| Autor: |
Salinas O; Chemistry, The University of Chicago, Chicago, Illinois, United States. jsanderson@uchicago.edu., Xie J; Chemistry, The University of Chicago, Chicago, Illinois, United States. jsanderson@uchicago.edu., Papoular RJ; Leon Brillouin Laboratory, French Alternative Energies and Atomic Energy Commission Saclay Institute of Matter and Radiation, IRAMIS/CEA-Saclay, Gif-sur-Yvette, Île-de-France, France., Horwitz NE; Chemistry, The University of Chicago, Chicago, Illinois, United States. jsanderson@uchicago.edu., Elkaim E; Synchrotron Soleil, GIF-sur-Yvette, France., Filatov AS; Chemistry, The University of Chicago, Chicago, Illinois, United States. jsanderson@uchicago.edu., Anderson JS; Chemistry, The University of Chicago, Chicago, Illinois, United States. jsanderson@uchicago.edu. |
| Abstrakt: |
One of the notable advantages of molecular materials is the ability to precisely tune structure, properties, and function via molecular substitutions. While many studies have demonstrated this principle with classic carboxylate-based coordination polymers, there are comparatively fewer examples where systematic changes to sulfur-based coordination polymers have been investigated. Here we present such a study on 1D coordination chains of redox-active Fe 4 S 4 clusters linked by methylated 1,4-benzene-dithiolates. A series of new Fe 4 S 4 -based coordination polymers were synthesized with either 2,5-dimethyl-1,4-benzenedithiol (DMBDT) or 2,3,5,6-tetramethyl-1,4-benzenedithiol (TMBDT). The structures of these compounds have been characterized based on synchrotron X-ray powder diffraction while their chemical and physical properties have been characterized by techniques including X-ray photoelectron spectroscopy, cyclic voltammetry and UV-visible spectroscopy.

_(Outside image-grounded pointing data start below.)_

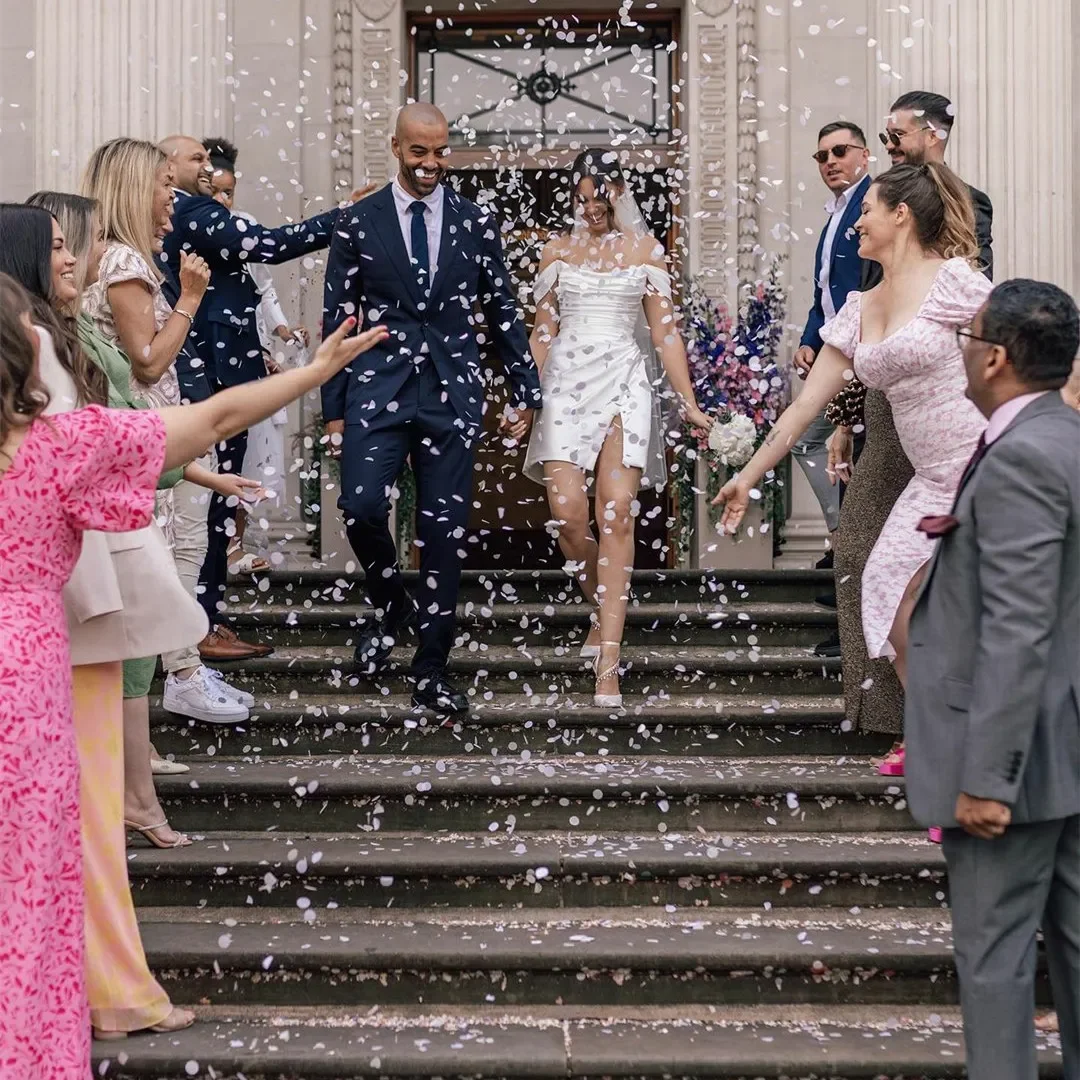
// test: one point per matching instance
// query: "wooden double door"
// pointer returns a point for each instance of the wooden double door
(509, 523)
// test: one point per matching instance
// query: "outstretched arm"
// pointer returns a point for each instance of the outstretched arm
(341, 298)
(545, 325)
(191, 430)
(503, 319)
(663, 327)
(223, 239)
(825, 380)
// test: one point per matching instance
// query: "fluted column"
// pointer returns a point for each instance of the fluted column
(144, 68)
(1008, 69)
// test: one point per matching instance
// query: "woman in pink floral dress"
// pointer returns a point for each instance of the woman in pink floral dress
(90, 469)
(918, 223)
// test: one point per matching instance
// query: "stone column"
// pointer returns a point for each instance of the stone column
(124, 67)
(1008, 69)
(368, 88)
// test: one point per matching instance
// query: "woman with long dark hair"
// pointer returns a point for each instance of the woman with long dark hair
(88, 469)
(919, 225)
(604, 304)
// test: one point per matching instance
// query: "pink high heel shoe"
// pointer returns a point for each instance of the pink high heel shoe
(893, 763)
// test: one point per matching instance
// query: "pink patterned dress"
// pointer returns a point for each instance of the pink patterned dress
(92, 469)
(920, 369)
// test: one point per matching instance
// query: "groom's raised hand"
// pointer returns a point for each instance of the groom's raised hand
(515, 422)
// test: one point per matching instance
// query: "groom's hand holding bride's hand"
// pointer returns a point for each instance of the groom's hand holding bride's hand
(734, 497)
(515, 423)
(336, 352)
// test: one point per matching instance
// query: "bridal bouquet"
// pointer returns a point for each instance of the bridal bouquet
(736, 378)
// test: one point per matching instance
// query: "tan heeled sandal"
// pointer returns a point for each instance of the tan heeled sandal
(176, 1021)
(591, 651)
(607, 700)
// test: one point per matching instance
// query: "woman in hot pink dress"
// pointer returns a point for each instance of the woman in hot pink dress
(91, 469)
(918, 223)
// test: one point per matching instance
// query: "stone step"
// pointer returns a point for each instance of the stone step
(541, 869)
(481, 670)
(361, 793)
(562, 724)
(726, 1043)
(657, 586)
(714, 624)
(575, 956)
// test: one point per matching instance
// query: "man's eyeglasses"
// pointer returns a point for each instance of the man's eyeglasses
(838, 151)
(963, 334)
(893, 138)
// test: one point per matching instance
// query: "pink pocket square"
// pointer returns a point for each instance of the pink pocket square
(937, 525)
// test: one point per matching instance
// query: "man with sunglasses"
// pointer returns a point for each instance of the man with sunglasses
(917, 131)
(993, 709)
(842, 161)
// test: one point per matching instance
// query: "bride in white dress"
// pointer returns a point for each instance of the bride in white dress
(598, 287)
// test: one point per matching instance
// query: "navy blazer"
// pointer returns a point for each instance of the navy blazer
(224, 328)
(846, 268)
(368, 274)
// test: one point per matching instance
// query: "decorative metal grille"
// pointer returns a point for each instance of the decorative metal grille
(549, 81)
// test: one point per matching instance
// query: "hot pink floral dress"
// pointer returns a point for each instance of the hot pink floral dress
(920, 369)
(93, 469)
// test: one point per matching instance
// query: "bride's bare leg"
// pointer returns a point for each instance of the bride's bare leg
(568, 501)
(616, 511)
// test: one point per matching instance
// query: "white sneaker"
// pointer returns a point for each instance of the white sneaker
(241, 696)
(202, 699)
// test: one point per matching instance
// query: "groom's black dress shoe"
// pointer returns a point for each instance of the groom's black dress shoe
(434, 692)
(376, 644)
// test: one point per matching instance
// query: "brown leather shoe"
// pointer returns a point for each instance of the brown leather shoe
(228, 634)
(214, 646)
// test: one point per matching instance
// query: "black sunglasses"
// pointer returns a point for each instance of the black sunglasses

Methylation results in the general trend of increasing electron-richness in the series, but the tetramethyl version exhibits unexpected properties arising from steric constraints. All these results highlight how substitutions on organic linkers can modulate electronic factors to fine-tune the electronic structures of metal-organic materials. |